Writer, Reader, and Person With Opinions

Those Who Can’t, Teach?

Those who can’t…carry the weight of an educated,

empathic society completely on their shoulders. (?)

I’ve always found the phrase in the title particularly funny. Just thinking about if it were true gives me the giggles.

Imagine you’re in your freshman year of high school, learning how to frame an argumentative essay. Your teacher stands up proudly at the front of the room, a pointer with an apple bobbin at the end stuck to the whiteboard that’s littered with spelling errors…

“Today, we’re going to learn how to write an essay that states an argument. As an example, I’ve written an essay on my belief that hedgehogs should be given raw beef diets to create a greater generation of hedgehogs. Notice that the font I used is ThesalonicaBOLD, as it helps me portray my mood.”

It’s especially “funny” to me because of the fact that I’ve (nearly) never been in the charge of an incompetent teacher. I’ve always been so aware of the impact particular teachers have had on my early life that I’ve hoped to be able to pass on the karma of mentoring a new generation. Of course, the American education system is suffering, but in no way do I believe that’s because under-qualified, talentless people decide to teach.

Because I’ve been teaching (usually still in small, controlled settings), I’ve been thinking of a lot of the things many people don’t know about education who never stepped foot back into an elementary, middle, or high school after they graduated. One of these things is that teachers genuinely love you, mourn for you, think about your future, and try to navigate around your handicaps and shortcomings to give you a better shot at a good future. Teachers at the stage I’m involved, early elementary, are often the greatest parental figure the kids have. The guidance they receive in how to behave, how to treat others, how to listen and exchange ideas, these nearly all come from teachers because the parents haven’t properly taught it or don’t have the ability to.

Teachers are teachers, but teachers are also parents.
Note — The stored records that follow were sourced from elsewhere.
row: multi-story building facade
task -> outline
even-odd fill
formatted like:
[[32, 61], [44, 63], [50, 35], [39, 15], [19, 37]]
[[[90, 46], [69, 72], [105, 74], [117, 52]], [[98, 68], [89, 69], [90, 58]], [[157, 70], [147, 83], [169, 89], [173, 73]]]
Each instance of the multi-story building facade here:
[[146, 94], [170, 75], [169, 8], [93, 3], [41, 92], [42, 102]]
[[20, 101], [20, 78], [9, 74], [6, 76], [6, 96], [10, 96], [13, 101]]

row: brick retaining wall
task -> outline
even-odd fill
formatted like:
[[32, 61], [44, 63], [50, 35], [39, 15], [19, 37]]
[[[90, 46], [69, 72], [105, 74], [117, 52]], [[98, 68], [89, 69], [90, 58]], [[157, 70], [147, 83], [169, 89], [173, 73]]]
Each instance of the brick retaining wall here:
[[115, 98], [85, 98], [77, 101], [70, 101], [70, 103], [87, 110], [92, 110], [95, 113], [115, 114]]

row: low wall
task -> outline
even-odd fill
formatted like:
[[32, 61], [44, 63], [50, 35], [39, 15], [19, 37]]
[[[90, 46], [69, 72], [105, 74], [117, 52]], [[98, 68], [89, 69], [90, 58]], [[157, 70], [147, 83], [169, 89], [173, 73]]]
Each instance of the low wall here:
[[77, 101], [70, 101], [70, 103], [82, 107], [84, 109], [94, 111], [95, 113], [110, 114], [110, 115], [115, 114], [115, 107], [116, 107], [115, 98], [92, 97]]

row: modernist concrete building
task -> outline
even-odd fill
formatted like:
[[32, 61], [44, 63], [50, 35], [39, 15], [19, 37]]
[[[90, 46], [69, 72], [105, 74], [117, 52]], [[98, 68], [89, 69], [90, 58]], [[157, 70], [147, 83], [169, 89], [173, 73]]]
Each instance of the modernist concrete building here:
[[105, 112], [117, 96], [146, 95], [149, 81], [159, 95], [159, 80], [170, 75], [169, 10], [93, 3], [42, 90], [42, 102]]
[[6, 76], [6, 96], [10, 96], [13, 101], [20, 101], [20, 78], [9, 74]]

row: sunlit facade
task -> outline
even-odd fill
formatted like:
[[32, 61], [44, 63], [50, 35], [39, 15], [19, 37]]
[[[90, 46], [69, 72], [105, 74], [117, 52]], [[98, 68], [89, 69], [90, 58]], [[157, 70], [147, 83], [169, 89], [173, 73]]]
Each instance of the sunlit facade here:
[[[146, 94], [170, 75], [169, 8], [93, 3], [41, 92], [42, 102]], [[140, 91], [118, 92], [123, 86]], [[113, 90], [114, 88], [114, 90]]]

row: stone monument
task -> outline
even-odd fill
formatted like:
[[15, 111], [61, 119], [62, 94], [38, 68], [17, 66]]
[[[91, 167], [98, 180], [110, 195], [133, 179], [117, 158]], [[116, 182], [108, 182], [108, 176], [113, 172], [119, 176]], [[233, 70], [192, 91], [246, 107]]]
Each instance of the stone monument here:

Teachers have the painful task of being good and bad cops to the students they love. Often, they’ll have moments with kids who connect with them in which the kid passes on information about their home life, their pain, or their worries. It’s hard to take this information and transform it in a way that helps you better teach that child, and then still stand up to them when they’ve done wrong, punishing them if necessary, and guiding them on to a better path even if you think it might change their opinion of you.

Though I’ve no desire to be a parent, I can imagine it would feel similar with my own child. I love you, so I listen to you when you need it, but I don’t allow you to jeopardize your future, nor behave in an unfitting way because of it.

Teachers are humans with talents and aspirations. In college, I had a brilliant teacher who often looked at my poetry. His publications were just a part of the trade. He proved his worth, his ability to teach by continuing to pursue his passions. He is not one who taught because he couldn’t. He’s one who taught because he could.

I shudder to imagine what would have become of me if I had been taught by people who ended up as teachers because they couldn’t do what they were teaching. I shudder to imagine what my essays and creative writing might look like if the teacher closest to me (my mom) taught because she couldn’t actually do what she taught.

Take a moment and think of the teachers who’ve lost sleep over you, however long ago that may have been. Teachers who can’t…don’t get teaching jobs. And those who can, do.